Aria menggelengkan kepalanya karena merasa hal itu cukup konyol, "Kau bilang kau mencintainya, tapi kau memujiku dengan tenang. Kurasa orang tidak bisa mempercayai kata-kata manis seorang kekasih." Bagaimana bisa pria ini mengatakannya dengan setenang itu? Terkadang ia tidak habis pikir dengan penilaian Alaric terhadap dirinya.
Alaric dapat menangkap nada protes dari ucapan Aria. "Memangnya ada yang salah dengan ucapanku? Kau adalah istriku."
Aria memaksakan sebuah senyuman. Itu benar, dia bukan kekasih pria itu, melainkan istrinya. Walaupun posisi itu lebih tinggi, namun terdapat perbedaan yang jelas antara dua kata itu. Aria berkata, "Ya, aku adalah istri yang kau beli dengan uang. Masuk akal bagiku untuk memenuhi tugasku dan memenuhi kebutuhan fisikmu, tapi terkadang kata-katamu kejam. Apakah kau khawatir aku akan terluka sebagai istrimu?"
Alaric tersenyum tipis dan menatap intens pada Aria. "Tidak akan, karena kau pintar. Kau tahu jika kau kehilanganku, kau akan kehilangan sumber pendapatanmu. Kau tidak akan sanggup kehilangan kemuliaan dan kekayaan yang telah kau dapatkan. Aku tau kau dapat memahami situasi yang terjadi di depanmu. Jadi aku tidak perlu mengkhawatirkan hal itu."
Aria tertawa setelah mendengar jawaban Alaric. Ternyata memang benar, di mata Alaric, dirinya hanyalah seorang wanita yang gila akan uang. Walaupun itu tidak sepenuhnya benar. Setelah meminum wine, pipinya menjadi sedikit merah, yang membuatnya tampak lebih menawan.

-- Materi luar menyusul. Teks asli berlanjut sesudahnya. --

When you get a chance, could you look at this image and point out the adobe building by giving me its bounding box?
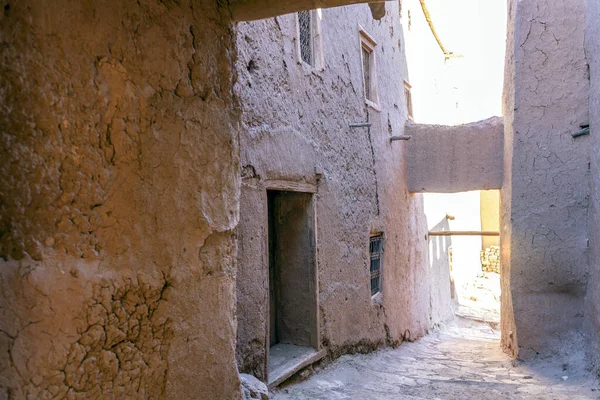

"Kau mengenal diriku dengan baik. Kau tahu aku penggali emas, tak heran kita sangat cocok satu sama lain di tempat tidur. Ayo! Mari bersulang untuk malam yang indah!"
Aria memegang gelas dan berkata secara alami dengan anggun. Melihat wajah cantik dan menawan itu, membuat Alaric tidak lagi dapat menahan dirinya untuk langsung menggendong tubuh Aria menuju ranjang. Tatapan keduanya saling bertemu, hingga tak lama kemudian, kedua bibir itu saling bertemu dan melumat satu sama lain.

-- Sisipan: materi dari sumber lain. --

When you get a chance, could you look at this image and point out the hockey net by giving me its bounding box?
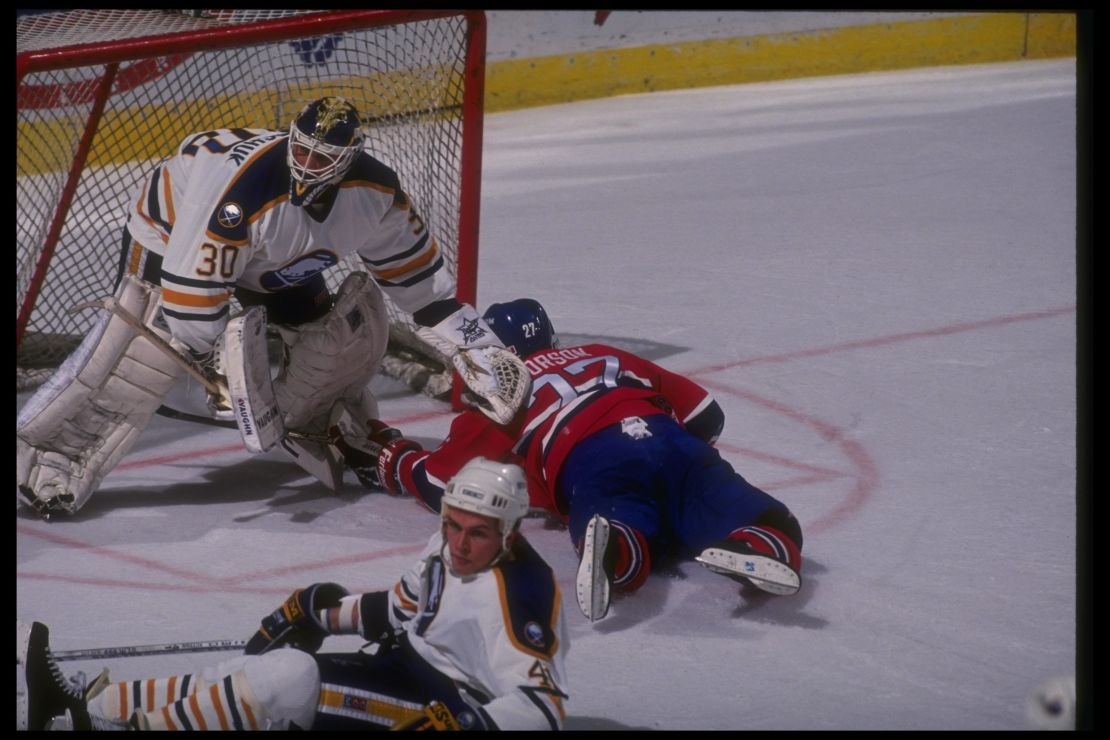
[16,10,485,395]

Kemudian, Aria berbaring telanjang di dada Alaric setelah bercinta. Dia cukup lelah setelah melakukannya. Alaric selalu bisa membuatnya kelelahan dengan tenaga pria itu yang menurutnya tidak akan pernah habis. Dia harus mengakui bahwa meskipun tidak ada cinta di antara mereka, mereka sangat cocok di tempat tidur. Dia bahkan memiliki ilusi bahwa Alaric benar-benar jatuh cinta padanya. Bukankah itu adalah hal konyol?

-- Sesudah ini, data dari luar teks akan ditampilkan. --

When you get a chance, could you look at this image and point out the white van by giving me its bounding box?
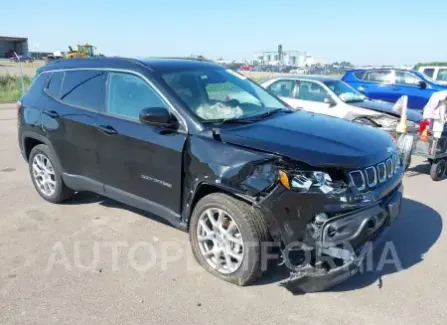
[419,66,447,85]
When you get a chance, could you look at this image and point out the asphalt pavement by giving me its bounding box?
[0,105,447,325]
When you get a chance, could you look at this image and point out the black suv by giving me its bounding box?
[18,58,403,290]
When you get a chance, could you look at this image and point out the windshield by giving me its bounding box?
[161,69,287,121]
[324,80,367,103]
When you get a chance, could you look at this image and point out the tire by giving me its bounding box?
[28,144,74,203]
[430,159,447,182]
[189,193,271,286]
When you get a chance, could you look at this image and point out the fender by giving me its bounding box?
[20,131,64,171]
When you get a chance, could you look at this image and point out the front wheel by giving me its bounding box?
[430,159,447,182]
[189,193,269,285]
[28,144,73,203]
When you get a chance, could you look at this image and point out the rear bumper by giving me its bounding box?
[280,186,402,293]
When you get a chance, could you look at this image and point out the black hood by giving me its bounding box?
[220,111,396,168]
[347,100,422,123]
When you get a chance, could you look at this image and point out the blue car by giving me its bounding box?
[342,69,447,109]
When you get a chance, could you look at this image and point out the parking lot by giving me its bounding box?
[0,104,447,325]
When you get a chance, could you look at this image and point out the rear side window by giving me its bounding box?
[61,70,105,110]
[47,72,64,99]
[28,73,51,93]
[354,71,365,80]
[268,80,296,97]
[423,68,435,78]
[107,72,167,120]
[436,68,447,81]
[364,70,393,83]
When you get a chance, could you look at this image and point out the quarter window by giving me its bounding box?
[436,69,447,81]
[423,68,435,78]
[28,73,51,93]
[364,70,393,83]
[61,70,105,110]
[47,72,64,99]
[297,81,329,103]
[268,80,295,97]
[107,72,167,120]
[396,71,421,86]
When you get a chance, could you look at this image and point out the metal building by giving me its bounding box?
[255,51,307,67]
[0,36,29,58]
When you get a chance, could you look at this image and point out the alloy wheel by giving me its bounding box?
[32,153,56,196]
[197,208,244,274]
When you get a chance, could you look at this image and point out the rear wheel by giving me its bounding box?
[28,144,73,203]
[189,193,269,285]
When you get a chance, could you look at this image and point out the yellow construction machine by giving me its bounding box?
[65,43,96,59]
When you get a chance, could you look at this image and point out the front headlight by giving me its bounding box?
[406,120,417,128]
[279,170,347,194]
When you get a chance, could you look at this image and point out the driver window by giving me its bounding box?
[297,81,330,103]
[107,72,167,120]
[268,80,295,98]
[396,71,421,86]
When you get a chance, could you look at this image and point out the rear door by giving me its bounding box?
[98,72,186,214]
[42,70,106,181]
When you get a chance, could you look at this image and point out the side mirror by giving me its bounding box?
[324,97,337,107]
[140,107,173,127]
[418,81,427,89]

Tidak akan mungkin Alaric akan mencintainya, sedangkan di dalam hati pria itu masih tersimpan dengan jelas nama wanita lain. Sebelum semakin jauh, ia sudah harus sadar diri dengan posisinya yang hanya sebagai pengganti dalam kehidupan Alaric.
Kemudian, Aria menggambar lingkaran di dada Alaric dengan menggoda, dan berkata dengan nada yang sangat manis, "Kau adalah pria yang luar biasa. Kau memiliki segalanya. Ketampanan, kekayaan, dan kekuasaan. Tidak heran jika banyak wanita yang jatuh hati padamu. Membuat mereka sangat iri dengan posisi yang aku miliki saat ini. Walaupun sebenarnya mereka tidak tau yang sebenarnya arti dari pernikahan kita ini."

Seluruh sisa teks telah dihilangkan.